How could you possibly tell me that a being who knows us far better than we know ourselves could blame us for falling into temptations? For fulfilling lusts inherent to our biology? How could a god which knows the complete mess in our heads so very intimately be so completely black and white in its judgments of us? Why on earth would a being capable of altering reality as it saw fit at any moment, in any way, give a damn whether I have sex before marriage, or wear the right clothing, or avoid specific foods? And how can we say that such a god is not responsible for these things when it could all be changed so very easily by an omnipotent being?
Why do we insist on thinking of God as such a stupid arsehole?
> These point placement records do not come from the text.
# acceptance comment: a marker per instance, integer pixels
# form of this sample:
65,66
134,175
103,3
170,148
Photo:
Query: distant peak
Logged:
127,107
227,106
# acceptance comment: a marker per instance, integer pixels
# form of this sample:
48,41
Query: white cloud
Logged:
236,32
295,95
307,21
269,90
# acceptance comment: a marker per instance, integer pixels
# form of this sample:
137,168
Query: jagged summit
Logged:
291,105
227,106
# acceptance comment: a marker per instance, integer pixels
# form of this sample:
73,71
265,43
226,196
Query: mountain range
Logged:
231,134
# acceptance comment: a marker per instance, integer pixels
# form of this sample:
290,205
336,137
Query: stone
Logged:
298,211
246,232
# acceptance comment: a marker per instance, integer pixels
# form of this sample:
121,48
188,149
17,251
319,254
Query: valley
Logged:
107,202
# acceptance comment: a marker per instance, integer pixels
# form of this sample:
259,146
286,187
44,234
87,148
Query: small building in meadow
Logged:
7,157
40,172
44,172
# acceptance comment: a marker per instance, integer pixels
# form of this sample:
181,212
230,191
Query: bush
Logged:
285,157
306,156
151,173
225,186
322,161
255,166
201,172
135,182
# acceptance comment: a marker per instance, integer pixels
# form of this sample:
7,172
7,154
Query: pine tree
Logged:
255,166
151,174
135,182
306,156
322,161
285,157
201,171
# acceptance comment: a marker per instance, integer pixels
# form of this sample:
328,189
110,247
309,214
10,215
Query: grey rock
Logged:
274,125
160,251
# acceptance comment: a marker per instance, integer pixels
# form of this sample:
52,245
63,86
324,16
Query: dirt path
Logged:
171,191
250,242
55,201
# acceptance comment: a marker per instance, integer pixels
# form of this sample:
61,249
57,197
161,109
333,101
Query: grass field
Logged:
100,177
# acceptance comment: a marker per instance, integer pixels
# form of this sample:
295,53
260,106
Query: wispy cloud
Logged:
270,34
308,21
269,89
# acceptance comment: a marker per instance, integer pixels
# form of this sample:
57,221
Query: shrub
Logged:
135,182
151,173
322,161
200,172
Ultimately all this is still speculation. The very prerequisites of what makes a God mean that we cannot and will never be sure that such a being actually exists – it is simply impossible for us to gather information from outside the universe we inhabit, let alone comprehend it if we could. Maybe each of the various religions is correct and God did set such specific rules for us long ago, never to appear again. Maybe God does have a serious problem with homosexuality, eating shellfish and/or killing cows.
The only thing we can be certain of is that we don’t know for sure – hell, even if God suddenly decided to show up and discuss the matter with us directly, what’s to stop him from lying to us? For all we know revealing the truth about creation might be too much for us. For all we know God’s already told us the details, watched our heads explode, and reset everything back to how it was and not repeated the mistake.
But there is one way we can hope to understand such a God – by studying his handiwork. Just as you can learn a lot about an artist by analysing their works, so too can we understand the nature of God by studying and understanding the reality it created. And that is exactly what science is all about – the study and comprehension of reality. From quantum physics at the smallest scale, right through to the ethical analysis of ideas at the biggest scale, science seeks to understand the universe absolutely, so that we can minimise the number of mistakes we make and maximise the good that we achieve.
What do you think would most please a being that knows everything about us in excruciating detail? Loud proclamations of faith that God exists? Or sincere efforts to understand what God has created?